In the IT world, there has always been a pull between generalist and specialist. The stereotypical sysadmin falls in the generalist category 99 times out of 100. The site reliability engineer (SRE) role is specialized, however, and grew out of the needs of one of the first companies to know real scale: Google. Ultimately, these two roles have the same goal for the applications whose infrastructure they operate: providing a good experience for the applications’ consumers. Yet, these roles have drastically different starting points.
Sysadmins: Neutral good incarnate
Sysadmins typically grow into their position by starting as entry-level desktop and network support, and then over time acquiring the broad set of skills most sysadmins have in common. By that point, these sysadmins know all of the systems and applications they are responsible for. They know the app on server one needs to be restarted every other Tuesday, or the service on server nine will crash on Wednesday with no errors. They have fine-tuned their monitoring so it ignores what doesn’t matter, even that error that happens on the third Sunday of the month, despite the fact that it’s marked as fatal.
In short, sysadmins know how to feed and care for the servers that run the core of your business. These sysadmins have grown to use automation to handle routine tasks across all the servers they manage. They love templates, golden images, and standards, but are flexible enough to make a parameter change on just the one server that has an error, and then make a note regarding why that server is now uniquely configured.
Sysadmins are great, but they have a couple of quirks. The first being that you just do not get root access without divine intervention, and that any changes they make which were not their idea have to be documented as required by the application they are working with’s vendor, and then will still be double-checked.
The servers are their domain, and no one messes with their stuff.
SREs: Thanos would be proud
As opposed to the path to becoming a sysadmin, SREs are as likely to come from a development background as a sysadmin background. The SRE position is closer to the lifecycle you find in an application development environment.
As an organization grows and introduces DevOps concepts like continuous integration and continuous delivery (CI/CD), there will often be a skills gap on how to run those immutable applications across multiple environments while having them scale to meet the business’s needs. This is the world of an SRE. Yes, a sysadmin can learn the additional tools, but at scale, this easily becomes a full-time position to keep up. A specialist makes sense.
SREs use concepts like infrastructure-as-code to produce templates, which are called to deploy the environment an application will run in, with the goal of every application and its environment being completely reproducible with the push of a button.
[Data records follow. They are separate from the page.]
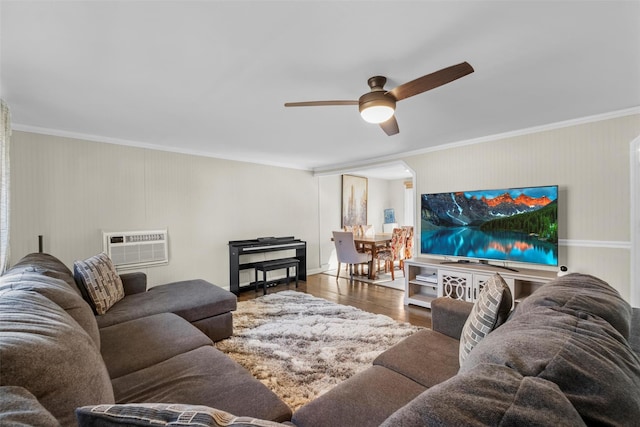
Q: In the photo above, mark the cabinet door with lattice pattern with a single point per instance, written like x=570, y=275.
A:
x=455, y=284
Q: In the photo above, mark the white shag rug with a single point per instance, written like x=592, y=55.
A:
x=301, y=346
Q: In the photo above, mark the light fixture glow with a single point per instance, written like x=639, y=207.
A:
x=377, y=113
x=377, y=106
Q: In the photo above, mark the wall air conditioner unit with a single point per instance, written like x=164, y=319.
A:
x=133, y=249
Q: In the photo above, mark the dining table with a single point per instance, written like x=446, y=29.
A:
x=373, y=244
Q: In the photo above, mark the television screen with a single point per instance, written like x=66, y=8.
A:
x=510, y=225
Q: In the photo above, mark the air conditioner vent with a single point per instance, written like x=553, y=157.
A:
x=133, y=249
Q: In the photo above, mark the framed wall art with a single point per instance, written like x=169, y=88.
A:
x=354, y=200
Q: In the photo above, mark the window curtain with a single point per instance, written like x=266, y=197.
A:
x=5, y=134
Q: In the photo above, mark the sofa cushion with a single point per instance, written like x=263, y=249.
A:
x=45, y=351
x=489, y=395
x=159, y=414
x=46, y=265
x=18, y=407
x=58, y=291
x=192, y=300
x=409, y=355
x=204, y=376
x=99, y=278
x=576, y=293
x=140, y=343
x=364, y=400
x=568, y=344
x=489, y=311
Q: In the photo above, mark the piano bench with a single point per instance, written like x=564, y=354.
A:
x=276, y=264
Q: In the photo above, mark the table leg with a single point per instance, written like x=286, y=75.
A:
x=373, y=265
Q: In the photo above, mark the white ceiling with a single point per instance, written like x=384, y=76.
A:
x=211, y=77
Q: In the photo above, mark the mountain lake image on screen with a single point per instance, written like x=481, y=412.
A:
x=511, y=225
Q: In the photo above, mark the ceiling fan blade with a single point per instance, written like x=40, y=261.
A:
x=390, y=127
x=431, y=81
x=318, y=103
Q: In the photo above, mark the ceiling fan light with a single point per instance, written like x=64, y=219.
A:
x=376, y=106
x=377, y=113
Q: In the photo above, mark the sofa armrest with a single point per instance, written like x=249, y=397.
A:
x=634, y=335
x=134, y=283
x=448, y=316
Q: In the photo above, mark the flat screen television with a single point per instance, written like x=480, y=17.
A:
x=513, y=225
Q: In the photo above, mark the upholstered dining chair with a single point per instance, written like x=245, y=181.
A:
x=347, y=253
x=395, y=252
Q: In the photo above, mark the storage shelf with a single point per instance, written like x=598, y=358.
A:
x=465, y=281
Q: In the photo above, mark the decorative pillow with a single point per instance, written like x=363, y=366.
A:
x=98, y=276
x=489, y=311
x=163, y=414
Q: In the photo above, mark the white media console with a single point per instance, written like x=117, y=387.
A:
x=428, y=278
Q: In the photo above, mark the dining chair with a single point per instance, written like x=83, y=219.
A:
x=395, y=252
x=368, y=230
x=347, y=253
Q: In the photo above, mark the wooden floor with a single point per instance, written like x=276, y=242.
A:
x=368, y=297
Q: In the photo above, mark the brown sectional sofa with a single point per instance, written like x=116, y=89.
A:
x=56, y=356
x=567, y=355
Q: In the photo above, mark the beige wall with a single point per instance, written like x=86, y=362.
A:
x=69, y=190
x=590, y=163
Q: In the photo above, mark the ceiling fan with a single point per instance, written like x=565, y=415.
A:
x=378, y=106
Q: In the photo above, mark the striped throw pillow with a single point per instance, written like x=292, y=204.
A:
x=489, y=311
x=163, y=414
x=99, y=278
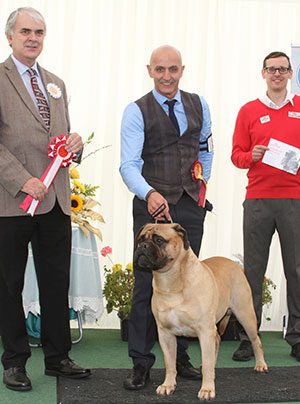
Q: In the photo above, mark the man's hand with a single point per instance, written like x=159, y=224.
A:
x=35, y=188
x=74, y=143
x=155, y=200
x=258, y=151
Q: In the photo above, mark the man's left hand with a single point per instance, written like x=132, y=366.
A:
x=74, y=143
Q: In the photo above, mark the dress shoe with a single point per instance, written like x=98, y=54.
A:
x=16, y=379
x=67, y=368
x=185, y=369
x=244, y=352
x=138, y=379
x=296, y=351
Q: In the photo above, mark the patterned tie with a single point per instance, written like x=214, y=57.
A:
x=42, y=104
x=172, y=115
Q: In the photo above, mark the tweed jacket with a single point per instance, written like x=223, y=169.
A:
x=168, y=157
x=24, y=140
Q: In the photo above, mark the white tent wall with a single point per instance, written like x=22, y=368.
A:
x=101, y=48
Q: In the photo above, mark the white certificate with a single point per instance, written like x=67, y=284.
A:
x=282, y=156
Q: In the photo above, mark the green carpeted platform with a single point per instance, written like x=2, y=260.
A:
x=235, y=385
x=104, y=349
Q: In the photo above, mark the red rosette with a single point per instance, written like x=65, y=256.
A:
x=61, y=158
x=196, y=172
x=57, y=147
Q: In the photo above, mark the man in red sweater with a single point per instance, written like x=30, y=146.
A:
x=273, y=191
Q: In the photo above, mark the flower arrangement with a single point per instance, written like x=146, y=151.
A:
x=82, y=202
x=118, y=286
x=268, y=285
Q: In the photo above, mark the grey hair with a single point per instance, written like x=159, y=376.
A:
x=11, y=22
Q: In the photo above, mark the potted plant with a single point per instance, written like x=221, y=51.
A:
x=118, y=290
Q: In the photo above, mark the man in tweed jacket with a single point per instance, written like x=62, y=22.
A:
x=24, y=138
x=157, y=156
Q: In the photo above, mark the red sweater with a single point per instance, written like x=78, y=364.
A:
x=265, y=181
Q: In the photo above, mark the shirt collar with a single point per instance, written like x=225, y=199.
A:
x=161, y=98
x=23, y=68
x=269, y=103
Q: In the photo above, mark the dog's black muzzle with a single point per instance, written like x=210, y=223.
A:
x=147, y=258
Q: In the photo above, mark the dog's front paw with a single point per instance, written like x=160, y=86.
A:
x=206, y=394
x=165, y=390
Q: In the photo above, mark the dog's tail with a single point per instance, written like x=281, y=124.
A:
x=224, y=322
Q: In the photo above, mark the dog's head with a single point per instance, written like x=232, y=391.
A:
x=157, y=246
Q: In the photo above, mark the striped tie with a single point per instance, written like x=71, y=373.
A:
x=42, y=104
x=172, y=115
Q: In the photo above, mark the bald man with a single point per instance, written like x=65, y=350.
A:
x=163, y=135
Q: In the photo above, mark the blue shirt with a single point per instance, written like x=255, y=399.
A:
x=22, y=69
x=132, y=142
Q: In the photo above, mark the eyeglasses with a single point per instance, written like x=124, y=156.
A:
x=281, y=69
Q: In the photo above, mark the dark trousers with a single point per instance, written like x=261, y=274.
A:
x=50, y=237
x=142, y=332
x=261, y=218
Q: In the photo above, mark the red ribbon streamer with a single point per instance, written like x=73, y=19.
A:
x=61, y=159
x=196, y=171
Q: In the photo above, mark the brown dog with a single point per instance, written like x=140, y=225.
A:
x=190, y=297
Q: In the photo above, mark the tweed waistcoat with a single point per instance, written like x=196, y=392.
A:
x=167, y=156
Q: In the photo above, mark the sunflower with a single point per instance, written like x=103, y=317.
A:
x=76, y=203
x=79, y=185
x=74, y=173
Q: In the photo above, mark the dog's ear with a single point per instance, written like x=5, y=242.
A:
x=138, y=236
x=183, y=234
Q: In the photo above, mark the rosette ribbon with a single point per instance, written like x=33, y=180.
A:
x=61, y=158
x=196, y=171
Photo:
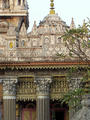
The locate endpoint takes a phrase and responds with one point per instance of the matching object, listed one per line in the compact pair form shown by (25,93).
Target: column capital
(9,87)
(43,83)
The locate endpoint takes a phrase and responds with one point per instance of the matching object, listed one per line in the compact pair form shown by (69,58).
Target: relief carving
(43,84)
(9,87)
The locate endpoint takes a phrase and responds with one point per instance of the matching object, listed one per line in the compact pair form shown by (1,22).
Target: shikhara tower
(32,77)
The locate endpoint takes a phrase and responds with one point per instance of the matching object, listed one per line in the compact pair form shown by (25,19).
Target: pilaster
(43,102)
(9,98)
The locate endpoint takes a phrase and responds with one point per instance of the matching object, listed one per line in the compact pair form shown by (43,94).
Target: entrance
(59,115)
(29,114)
(28,111)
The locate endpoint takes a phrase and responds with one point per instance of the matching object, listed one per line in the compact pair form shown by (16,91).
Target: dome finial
(52,11)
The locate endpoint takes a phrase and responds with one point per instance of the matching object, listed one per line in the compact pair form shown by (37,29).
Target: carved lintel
(43,83)
(9,87)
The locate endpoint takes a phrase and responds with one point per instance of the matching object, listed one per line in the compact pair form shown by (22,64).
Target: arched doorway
(29,112)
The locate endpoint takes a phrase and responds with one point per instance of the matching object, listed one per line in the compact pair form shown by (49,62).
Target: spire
(72,26)
(52,11)
(84,23)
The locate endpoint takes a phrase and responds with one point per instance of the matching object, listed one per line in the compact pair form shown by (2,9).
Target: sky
(66,9)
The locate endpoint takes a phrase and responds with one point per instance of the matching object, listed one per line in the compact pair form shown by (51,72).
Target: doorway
(29,114)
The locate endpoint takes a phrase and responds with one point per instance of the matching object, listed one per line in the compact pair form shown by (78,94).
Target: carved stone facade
(9,88)
(31,74)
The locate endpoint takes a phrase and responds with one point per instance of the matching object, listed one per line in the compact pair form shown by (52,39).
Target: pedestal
(43,106)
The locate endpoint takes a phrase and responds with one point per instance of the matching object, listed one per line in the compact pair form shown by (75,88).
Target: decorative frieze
(9,87)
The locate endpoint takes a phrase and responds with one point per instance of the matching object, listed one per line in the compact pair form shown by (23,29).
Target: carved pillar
(9,98)
(43,107)
(0,99)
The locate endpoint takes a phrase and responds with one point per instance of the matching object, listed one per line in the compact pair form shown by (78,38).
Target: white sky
(66,9)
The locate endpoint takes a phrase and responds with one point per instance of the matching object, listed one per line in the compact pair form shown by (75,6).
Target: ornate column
(9,98)
(43,107)
(0,100)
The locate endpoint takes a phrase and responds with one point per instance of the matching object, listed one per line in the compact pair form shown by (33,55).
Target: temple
(33,78)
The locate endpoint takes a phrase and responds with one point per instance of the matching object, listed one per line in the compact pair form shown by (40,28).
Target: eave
(43,65)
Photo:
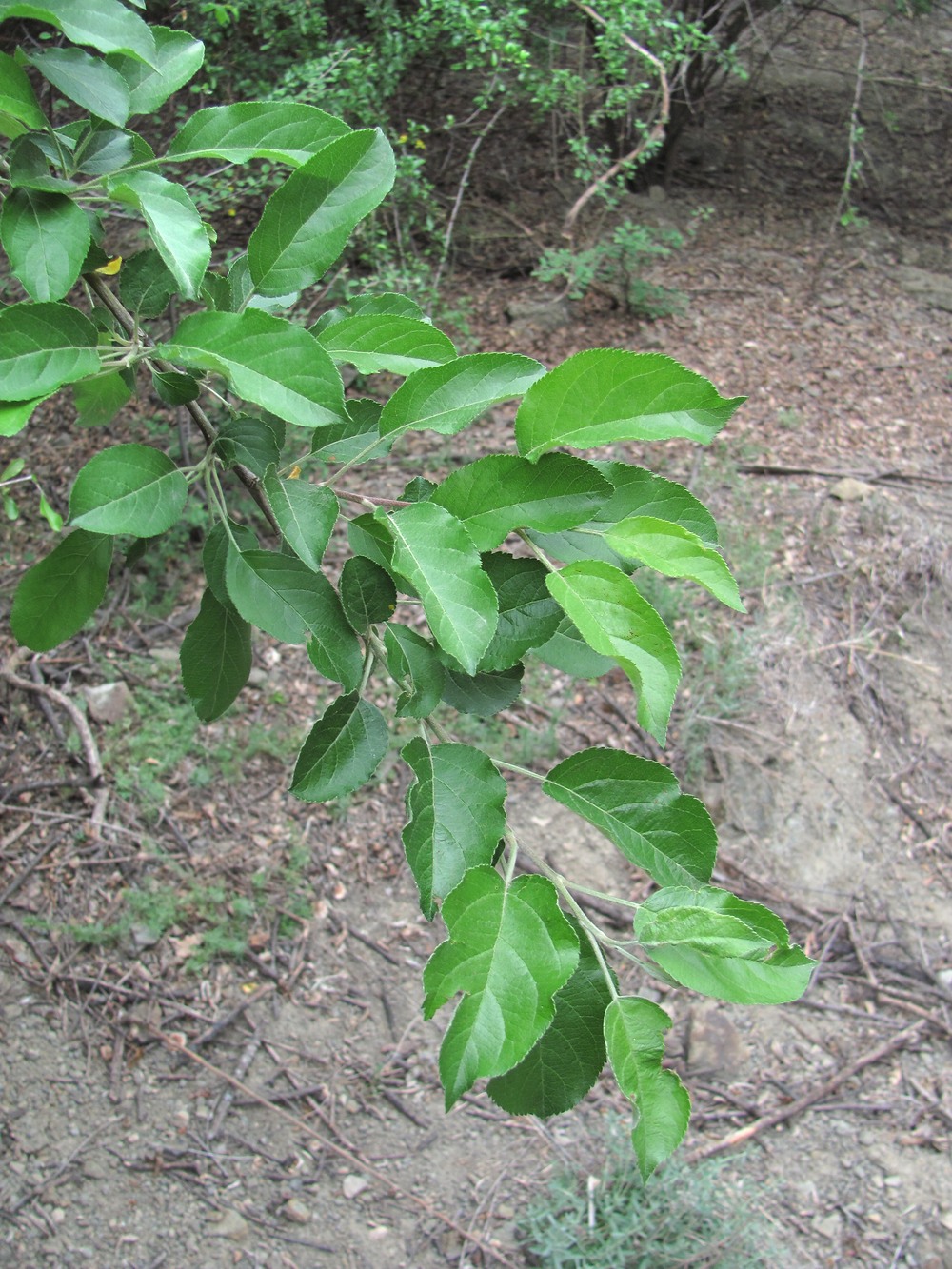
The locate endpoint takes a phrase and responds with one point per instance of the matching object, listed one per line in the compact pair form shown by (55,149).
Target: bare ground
(132,1078)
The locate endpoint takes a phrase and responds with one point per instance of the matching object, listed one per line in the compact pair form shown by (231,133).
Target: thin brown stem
(204,423)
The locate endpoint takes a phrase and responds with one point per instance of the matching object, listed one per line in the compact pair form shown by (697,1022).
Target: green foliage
(688,1215)
(449,587)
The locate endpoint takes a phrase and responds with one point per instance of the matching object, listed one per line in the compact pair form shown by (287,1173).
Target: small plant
(449,587)
(616,267)
(684,1216)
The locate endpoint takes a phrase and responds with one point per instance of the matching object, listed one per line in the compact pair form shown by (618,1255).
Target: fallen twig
(175,1046)
(224,1105)
(870,477)
(799,1104)
(90,750)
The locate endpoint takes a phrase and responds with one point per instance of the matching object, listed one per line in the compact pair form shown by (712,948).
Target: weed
(620,263)
(684,1216)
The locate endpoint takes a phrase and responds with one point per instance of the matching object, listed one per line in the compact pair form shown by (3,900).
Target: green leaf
(267,359)
(509,951)
(635,1041)
(639,491)
(177,58)
(17,95)
(639,806)
(367,593)
(636,492)
(57,595)
(455,816)
(436,555)
(345,747)
(413,660)
(676,552)
(607,395)
(387,304)
(447,397)
(483,694)
(564,1063)
(44,347)
(281,594)
(177,228)
(175,388)
(102,149)
(46,237)
(502,492)
(216,658)
(87,80)
(99,400)
(52,518)
(371,540)
(398,344)
(105,24)
(215,556)
(147,286)
(14,415)
(30,164)
(569,652)
(282,130)
(528,616)
(722,945)
(249,442)
(616,621)
(333,647)
(307,221)
(129,488)
(307,514)
(358,437)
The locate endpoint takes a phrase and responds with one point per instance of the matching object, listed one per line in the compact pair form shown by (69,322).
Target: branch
(205,424)
(654,136)
(794,1108)
(90,750)
(461,190)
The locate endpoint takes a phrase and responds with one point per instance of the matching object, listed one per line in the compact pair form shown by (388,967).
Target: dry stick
(22,877)
(231,1017)
(655,134)
(90,751)
(461,190)
(794,1108)
(205,424)
(870,477)
(248,1056)
(327,1143)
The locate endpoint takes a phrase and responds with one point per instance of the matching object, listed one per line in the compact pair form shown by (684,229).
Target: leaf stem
(540,555)
(205,424)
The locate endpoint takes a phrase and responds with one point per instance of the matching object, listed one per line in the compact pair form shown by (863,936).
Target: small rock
(296,1211)
(354,1185)
(829,1226)
(143,937)
(109,702)
(849,490)
(230,1225)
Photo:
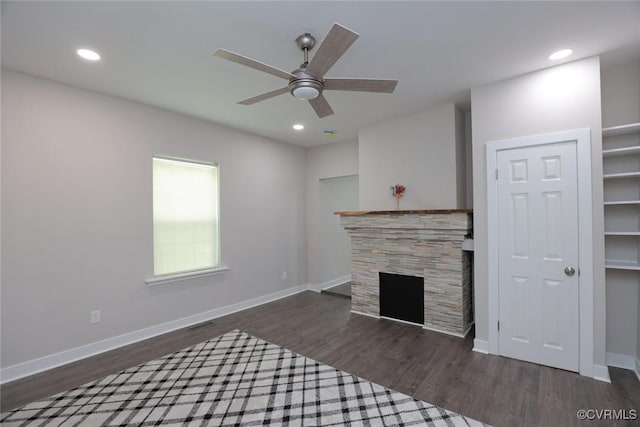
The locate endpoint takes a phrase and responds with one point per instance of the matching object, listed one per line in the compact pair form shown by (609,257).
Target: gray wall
(418,151)
(325,162)
(336,194)
(621,105)
(77,220)
(556,99)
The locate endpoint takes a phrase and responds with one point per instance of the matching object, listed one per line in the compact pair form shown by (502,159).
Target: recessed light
(88,54)
(560,54)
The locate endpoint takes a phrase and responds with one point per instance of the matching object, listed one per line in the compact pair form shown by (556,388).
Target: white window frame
(158,279)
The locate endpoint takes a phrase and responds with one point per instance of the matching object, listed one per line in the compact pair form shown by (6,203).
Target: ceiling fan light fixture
(563,53)
(88,54)
(305,92)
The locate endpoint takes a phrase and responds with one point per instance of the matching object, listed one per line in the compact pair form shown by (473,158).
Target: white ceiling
(159,53)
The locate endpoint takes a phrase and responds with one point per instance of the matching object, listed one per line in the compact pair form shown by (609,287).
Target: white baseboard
(318,287)
(625,362)
(365,314)
(14,372)
(601,373)
(481,346)
(621,361)
(454,334)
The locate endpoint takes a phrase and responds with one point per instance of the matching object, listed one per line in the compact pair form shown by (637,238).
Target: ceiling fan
(307,82)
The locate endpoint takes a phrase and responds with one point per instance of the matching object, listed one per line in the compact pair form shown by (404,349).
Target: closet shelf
(622,203)
(622,265)
(622,233)
(622,175)
(621,151)
(621,130)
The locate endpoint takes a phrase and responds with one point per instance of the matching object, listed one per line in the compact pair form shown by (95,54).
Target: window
(185,216)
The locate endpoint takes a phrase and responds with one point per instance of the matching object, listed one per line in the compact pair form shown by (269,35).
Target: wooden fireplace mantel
(406,212)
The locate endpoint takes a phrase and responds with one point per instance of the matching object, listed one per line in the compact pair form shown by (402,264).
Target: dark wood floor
(429,366)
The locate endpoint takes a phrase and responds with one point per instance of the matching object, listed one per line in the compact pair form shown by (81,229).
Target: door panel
(538,238)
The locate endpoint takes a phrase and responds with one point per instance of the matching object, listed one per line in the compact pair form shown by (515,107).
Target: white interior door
(538,254)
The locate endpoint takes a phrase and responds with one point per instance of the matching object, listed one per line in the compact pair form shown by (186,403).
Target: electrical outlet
(95,317)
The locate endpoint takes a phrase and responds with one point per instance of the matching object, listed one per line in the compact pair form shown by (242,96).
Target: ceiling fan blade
(264,96)
(321,106)
(361,85)
(332,48)
(248,62)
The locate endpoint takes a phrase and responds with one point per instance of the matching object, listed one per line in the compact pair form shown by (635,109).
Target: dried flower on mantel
(398,191)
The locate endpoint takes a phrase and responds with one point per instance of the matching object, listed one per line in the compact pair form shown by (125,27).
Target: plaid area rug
(235,379)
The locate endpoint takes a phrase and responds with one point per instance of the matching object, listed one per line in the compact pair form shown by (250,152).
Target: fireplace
(427,247)
(402,297)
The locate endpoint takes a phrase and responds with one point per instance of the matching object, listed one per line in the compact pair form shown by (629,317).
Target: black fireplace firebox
(402,297)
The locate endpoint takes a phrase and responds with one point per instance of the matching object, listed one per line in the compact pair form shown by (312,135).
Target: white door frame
(582,137)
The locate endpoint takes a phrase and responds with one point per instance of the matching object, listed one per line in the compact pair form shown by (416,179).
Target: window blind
(185,216)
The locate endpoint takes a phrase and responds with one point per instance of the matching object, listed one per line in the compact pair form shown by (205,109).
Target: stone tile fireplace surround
(421,243)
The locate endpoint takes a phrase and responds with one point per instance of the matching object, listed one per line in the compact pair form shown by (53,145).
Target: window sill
(170,278)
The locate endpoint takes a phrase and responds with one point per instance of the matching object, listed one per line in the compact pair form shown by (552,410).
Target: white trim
(480,346)
(177,277)
(601,373)
(585,230)
(330,284)
(621,361)
(41,364)
(455,334)
(365,314)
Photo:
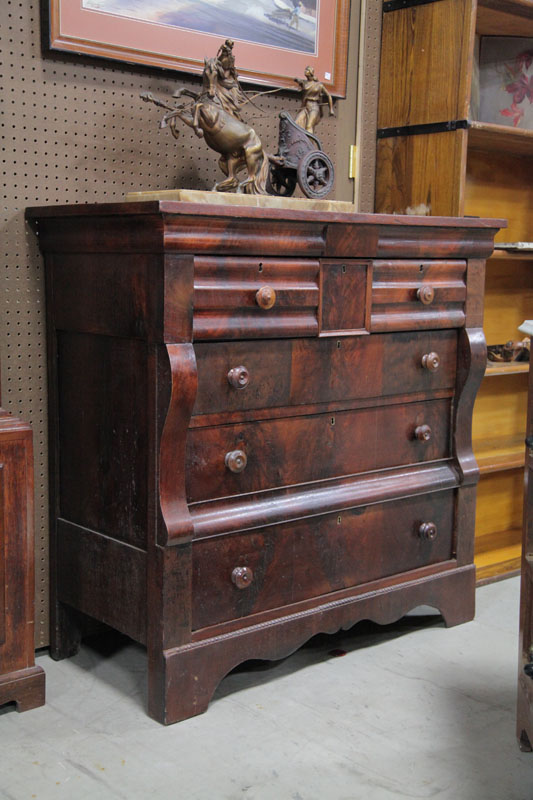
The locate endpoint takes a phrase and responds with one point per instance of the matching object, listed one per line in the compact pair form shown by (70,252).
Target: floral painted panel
(506,81)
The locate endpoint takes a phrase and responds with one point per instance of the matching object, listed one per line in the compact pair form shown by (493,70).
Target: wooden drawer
(296,561)
(418,294)
(309,371)
(242,298)
(294,450)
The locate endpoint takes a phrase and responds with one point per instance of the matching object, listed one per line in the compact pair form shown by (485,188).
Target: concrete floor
(412,710)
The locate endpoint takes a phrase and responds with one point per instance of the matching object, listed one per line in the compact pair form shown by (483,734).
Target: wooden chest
(260,427)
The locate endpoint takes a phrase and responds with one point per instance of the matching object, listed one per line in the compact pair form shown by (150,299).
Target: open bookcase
(433,158)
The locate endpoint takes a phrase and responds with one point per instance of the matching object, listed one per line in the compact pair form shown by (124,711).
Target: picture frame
(275,40)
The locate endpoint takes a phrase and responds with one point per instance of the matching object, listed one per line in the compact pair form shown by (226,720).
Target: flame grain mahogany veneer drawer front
(417,295)
(241,298)
(240,458)
(235,576)
(238,376)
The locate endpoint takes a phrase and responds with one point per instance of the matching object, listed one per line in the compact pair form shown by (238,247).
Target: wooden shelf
(504,18)
(489,136)
(516,255)
(496,455)
(506,368)
(498,554)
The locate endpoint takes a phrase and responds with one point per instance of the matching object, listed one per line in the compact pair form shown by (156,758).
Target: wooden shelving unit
(432,158)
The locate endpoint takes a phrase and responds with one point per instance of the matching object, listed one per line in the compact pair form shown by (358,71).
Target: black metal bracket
(396,5)
(430,127)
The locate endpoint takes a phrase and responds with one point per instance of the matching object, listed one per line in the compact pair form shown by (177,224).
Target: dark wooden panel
(2,560)
(294,372)
(296,450)
(20,680)
(103,434)
(295,561)
(344,296)
(421,174)
(102,577)
(119,294)
(426,60)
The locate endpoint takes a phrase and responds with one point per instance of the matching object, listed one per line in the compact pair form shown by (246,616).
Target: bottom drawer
(234,576)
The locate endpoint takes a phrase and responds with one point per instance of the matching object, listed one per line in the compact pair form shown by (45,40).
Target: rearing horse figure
(238,144)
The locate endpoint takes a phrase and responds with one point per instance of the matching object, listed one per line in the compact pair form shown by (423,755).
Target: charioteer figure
(312,93)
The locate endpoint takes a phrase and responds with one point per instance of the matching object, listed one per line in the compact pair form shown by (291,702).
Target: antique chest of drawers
(259,427)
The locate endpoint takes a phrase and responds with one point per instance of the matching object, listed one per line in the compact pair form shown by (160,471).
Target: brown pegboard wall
(73,130)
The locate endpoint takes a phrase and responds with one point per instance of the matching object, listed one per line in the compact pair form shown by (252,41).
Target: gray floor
(412,710)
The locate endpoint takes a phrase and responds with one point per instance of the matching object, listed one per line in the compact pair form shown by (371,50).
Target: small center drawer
(234,576)
(240,376)
(235,459)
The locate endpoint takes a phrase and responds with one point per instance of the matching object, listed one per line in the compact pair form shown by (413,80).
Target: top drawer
(245,298)
(415,295)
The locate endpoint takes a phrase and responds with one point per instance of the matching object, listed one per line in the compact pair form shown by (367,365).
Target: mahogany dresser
(260,427)
(21,681)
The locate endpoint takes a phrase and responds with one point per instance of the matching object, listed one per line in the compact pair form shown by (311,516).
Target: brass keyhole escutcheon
(431,361)
(239,377)
(423,433)
(426,294)
(236,460)
(242,577)
(265,297)
(428,530)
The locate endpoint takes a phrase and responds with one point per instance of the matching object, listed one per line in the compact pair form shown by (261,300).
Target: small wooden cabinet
(20,680)
(434,157)
(260,427)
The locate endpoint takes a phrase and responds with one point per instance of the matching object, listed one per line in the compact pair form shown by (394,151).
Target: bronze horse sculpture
(237,142)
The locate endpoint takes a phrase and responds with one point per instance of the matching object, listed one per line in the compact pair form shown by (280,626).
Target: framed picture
(274,39)
(506,81)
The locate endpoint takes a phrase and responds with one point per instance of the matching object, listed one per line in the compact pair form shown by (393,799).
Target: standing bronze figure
(312,93)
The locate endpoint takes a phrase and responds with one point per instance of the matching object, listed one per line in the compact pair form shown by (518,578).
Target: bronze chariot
(300,160)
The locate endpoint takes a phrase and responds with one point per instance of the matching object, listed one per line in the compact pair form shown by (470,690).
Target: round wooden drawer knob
(423,433)
(428,530)
(265,297)
(426,294)
(242,577)
(239,377)
(236,460)
(431,361)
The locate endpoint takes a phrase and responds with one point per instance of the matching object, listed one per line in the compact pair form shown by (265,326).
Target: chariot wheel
(315,174)
(281,181)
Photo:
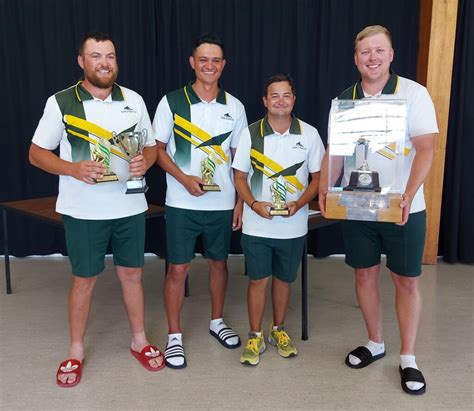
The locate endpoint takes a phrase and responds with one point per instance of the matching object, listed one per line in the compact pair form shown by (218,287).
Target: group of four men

So, app one on server one in system testing will have the exact same binaries that will be used on server fifteen in production, with the exception of environment-specific variables like passwords and database connection strings.
An SRE will also completely destroy an environment and rebuild it based on a configuration change. There is no emotional attachment to any system. Each system is just a number and is tagged and lifecycled accordingly, even to the point that routine server patching is done by redeploying the entire application stack.
In certain situations, especially when operating in large DevOps-based environments, the specialized skills an SRE provides regarding how to handle any level of scale definitely offer an advantage. And every time they get stuck, they will seek out the help of their friendly neighborhood sysadmin—or (BOFH) on a bad day—for those well-honed troubleshooting skills, and the breadth of experiences which sysadmins rely on to provide value to any organization they are a part of.